13 -- Production Checklist¶

Before you go live, walk through this list.

Security¶

[ ] TLS termination configured (reverse proxy or load balancer)
[ ] auth.enabled: true and auth.allow_anonymous: false
[ ] API keys created for each service principal
[ ] RBAC roles assigned with least-privilege
[ ] Tool access policies set for sensitive tools
[ ] Secrets use environment variable interpolation (${VAR}), not plain text in config
[ ] Docker MCP servers use read_only: true and network: none where possible

Reliability¶

[ ] Health checks enabled on all MCP servers (health_check_interval_s)
[ ] Circuit breaker thresholds tuned (max_consecutive_failures)
[ ] MCP Server groups configured for critical MCP servers (at least 2 members)
[ ] min_healthy set to match your SLA requirements
[ ] Idle TTL set appropriately (300s for subprocess, 600s for containers)
[ ] Rate limiting enabled to prevent overload
[ ] Event store configured (event_store.driver: sqlite)

Observability¶

[ ] Prometheus scraping /metrics endpoint
[ ] Grafana dashboards imported from monitoring/grafana/
[ ] Alertmanager rules configured for:
MCP server state transitions to DEAD
Circuit breaker OPEN events
Health check failure rate above threshold
Tool call error rate above threshold
[ ] Structured JSON logging enabled (MCP_JSON_LOGS=true)
[ ] Log level set to INFO for production (MCP_LOG_LEVEL=INFO)

Configuration¶

[ ] Config file reviewed for correctness (no validate subcommand exists)
[ ] Hot-reload tested via mcp-hangar add API (no SIGHUP handler exists)
[ ] Environment-specific configs separated (dev/staging/prod)

Deployment¶

[ ] Running behind a reverse proxy (nginx, Caddy, Envoy)
[ ] Health probe endpoints exposed for orchestrator (/health/live, /health/ready, /health/startup)
[ ] Graceful shutdown configured (SIGTERM handling)
[ ] Resource limits set (memory, CPU) for container deployments
[ ] Persistent volume for event store SQLite database
[ ] Docker image pinned to specific version tag, not latest

Kubernetes (if applicable)¶

The MCP-Hangar Operator is an external component shipped from hangar-operator. See Recipe 11 for install instructions.

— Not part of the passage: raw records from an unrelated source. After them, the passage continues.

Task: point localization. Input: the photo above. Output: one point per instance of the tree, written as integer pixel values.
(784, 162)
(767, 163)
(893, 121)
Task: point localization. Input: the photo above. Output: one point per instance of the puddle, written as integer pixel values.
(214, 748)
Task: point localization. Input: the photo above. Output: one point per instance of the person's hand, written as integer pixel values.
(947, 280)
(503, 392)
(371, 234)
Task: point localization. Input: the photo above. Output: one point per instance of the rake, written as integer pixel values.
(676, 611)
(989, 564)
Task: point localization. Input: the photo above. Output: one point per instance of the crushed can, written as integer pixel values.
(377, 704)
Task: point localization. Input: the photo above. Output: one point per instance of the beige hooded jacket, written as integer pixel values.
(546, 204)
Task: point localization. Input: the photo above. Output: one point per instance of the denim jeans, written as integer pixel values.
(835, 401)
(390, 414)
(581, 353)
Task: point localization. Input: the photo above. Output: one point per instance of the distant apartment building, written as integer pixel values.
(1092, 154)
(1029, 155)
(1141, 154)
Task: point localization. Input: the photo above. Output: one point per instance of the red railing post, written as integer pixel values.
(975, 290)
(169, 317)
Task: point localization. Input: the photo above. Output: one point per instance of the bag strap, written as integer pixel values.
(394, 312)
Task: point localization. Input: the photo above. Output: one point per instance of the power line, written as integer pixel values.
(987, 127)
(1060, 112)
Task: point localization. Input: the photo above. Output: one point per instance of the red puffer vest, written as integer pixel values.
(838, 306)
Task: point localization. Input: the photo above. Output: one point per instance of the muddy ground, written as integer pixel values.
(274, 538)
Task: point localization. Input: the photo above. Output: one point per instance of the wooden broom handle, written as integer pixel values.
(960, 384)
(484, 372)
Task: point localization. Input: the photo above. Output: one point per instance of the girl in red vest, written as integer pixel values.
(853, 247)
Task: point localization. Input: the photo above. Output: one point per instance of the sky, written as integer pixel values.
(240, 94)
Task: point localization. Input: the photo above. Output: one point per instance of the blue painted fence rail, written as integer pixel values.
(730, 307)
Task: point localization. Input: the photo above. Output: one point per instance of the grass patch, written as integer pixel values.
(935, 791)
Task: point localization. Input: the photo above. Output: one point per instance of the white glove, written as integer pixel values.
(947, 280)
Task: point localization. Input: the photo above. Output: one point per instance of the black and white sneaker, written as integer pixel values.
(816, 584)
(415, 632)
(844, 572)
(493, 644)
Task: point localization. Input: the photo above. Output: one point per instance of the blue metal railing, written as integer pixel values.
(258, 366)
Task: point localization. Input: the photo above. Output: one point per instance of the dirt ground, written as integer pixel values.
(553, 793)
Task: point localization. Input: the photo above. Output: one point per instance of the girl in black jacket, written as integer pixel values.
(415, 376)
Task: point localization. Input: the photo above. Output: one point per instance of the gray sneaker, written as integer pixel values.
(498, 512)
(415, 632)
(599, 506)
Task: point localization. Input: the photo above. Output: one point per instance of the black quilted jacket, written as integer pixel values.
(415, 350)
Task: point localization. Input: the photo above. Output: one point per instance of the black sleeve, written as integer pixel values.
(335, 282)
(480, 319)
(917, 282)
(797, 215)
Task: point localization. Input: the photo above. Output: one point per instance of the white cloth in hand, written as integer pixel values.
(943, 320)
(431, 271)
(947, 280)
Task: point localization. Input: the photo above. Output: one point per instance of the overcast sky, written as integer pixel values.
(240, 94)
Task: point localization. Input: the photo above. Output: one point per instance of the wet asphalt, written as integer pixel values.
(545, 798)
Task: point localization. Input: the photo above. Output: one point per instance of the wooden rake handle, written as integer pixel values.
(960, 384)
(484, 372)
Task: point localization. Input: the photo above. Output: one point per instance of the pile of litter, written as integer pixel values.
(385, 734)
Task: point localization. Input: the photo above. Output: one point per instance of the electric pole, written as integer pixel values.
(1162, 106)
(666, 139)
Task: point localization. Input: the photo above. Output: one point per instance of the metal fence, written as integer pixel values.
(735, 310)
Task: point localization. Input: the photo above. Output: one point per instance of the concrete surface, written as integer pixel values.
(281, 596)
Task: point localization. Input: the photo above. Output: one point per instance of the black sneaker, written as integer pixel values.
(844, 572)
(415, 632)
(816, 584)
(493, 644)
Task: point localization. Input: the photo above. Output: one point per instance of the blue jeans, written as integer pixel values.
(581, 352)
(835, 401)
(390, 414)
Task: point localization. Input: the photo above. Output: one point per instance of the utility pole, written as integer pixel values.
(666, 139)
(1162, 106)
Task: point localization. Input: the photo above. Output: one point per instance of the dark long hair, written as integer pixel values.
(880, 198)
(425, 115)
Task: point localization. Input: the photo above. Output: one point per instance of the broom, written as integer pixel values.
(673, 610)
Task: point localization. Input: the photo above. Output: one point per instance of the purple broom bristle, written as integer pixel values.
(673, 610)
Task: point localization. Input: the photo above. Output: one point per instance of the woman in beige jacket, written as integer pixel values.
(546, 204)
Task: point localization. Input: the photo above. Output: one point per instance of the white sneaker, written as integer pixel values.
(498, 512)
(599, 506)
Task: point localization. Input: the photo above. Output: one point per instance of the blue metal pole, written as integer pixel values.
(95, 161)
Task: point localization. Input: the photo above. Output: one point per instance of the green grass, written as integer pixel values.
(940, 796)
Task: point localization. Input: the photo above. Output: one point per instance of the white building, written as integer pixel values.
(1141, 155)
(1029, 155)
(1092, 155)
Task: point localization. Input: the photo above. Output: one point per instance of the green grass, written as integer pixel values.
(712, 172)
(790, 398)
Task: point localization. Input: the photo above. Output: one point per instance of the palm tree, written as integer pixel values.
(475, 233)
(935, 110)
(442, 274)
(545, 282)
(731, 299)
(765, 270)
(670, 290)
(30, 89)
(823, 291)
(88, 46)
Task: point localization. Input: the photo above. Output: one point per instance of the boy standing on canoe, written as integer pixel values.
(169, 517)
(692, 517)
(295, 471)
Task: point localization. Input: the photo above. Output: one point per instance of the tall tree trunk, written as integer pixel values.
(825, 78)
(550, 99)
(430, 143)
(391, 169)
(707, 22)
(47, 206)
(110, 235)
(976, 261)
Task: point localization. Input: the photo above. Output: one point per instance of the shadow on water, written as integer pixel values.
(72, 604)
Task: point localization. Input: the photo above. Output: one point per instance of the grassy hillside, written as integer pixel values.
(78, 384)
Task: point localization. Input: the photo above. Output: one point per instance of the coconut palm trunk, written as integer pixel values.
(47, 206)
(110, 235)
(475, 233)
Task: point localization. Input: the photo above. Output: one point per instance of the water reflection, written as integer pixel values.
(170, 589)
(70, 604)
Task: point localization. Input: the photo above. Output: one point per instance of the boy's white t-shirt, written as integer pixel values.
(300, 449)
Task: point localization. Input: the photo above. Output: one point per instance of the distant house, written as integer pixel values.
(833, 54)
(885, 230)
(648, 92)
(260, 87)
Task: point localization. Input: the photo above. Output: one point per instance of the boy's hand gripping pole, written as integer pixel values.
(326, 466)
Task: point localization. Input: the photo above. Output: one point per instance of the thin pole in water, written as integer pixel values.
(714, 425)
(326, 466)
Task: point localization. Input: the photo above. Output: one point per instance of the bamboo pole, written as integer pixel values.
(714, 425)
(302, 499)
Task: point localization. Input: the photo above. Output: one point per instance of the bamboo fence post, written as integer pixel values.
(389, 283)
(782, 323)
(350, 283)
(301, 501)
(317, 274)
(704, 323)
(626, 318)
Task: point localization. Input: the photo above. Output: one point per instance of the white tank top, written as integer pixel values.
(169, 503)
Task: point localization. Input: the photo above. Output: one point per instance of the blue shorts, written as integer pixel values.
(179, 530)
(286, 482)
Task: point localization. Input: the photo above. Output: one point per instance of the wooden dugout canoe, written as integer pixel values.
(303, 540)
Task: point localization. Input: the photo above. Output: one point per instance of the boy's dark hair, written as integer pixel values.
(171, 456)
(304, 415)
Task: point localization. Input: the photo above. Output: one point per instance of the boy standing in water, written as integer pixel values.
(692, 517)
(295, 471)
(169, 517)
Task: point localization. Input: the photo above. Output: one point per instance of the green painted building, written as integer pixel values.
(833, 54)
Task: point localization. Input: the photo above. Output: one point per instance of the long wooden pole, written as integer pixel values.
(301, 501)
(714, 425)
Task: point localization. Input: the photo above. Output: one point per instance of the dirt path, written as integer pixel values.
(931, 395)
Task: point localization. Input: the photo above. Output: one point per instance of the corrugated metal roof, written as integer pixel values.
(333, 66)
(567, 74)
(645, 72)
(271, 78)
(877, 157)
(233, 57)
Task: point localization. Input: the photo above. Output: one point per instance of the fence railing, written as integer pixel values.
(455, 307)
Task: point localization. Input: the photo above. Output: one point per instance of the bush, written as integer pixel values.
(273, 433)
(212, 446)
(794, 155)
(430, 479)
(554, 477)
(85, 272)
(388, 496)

[ ] MCP-Hangar Operator installed (see Recipe 11 prerequisites)
[ ] CRDs applied (MCPServer, MCPServerGroup, MCPDiscoverySource)
[ ] RBAC (Kubernetes) configured for operator service account
[ ] Network policies restricting MCP server-to-MCP server communication
[ ] Resource requests and limits in Helm values
[ ] PodDisruptionBudget for Hangar deployment

Testing¶

[ ] Failover tested: kill a primary MCP server, verify backup takes over
[ ] Cold start tested: invoke a tool on a cold MCP server, verify latency
[ ] Rate limit tested: flood API, verify 429 responses
[ ] Auth tested: invalid key returns 401, insufficient role returns 403
[ ] Config reload tested: edit config.yaml, verify changes apply
[ ] Recovery tested: kill all MCP servers, verify they reinitialize

Runbook¶

[ ] Incident response documented
[ ] MCP Server restart procedure documented
[ ] Config rollback procedure documented
[ ] Contact list for MCP server owners maintained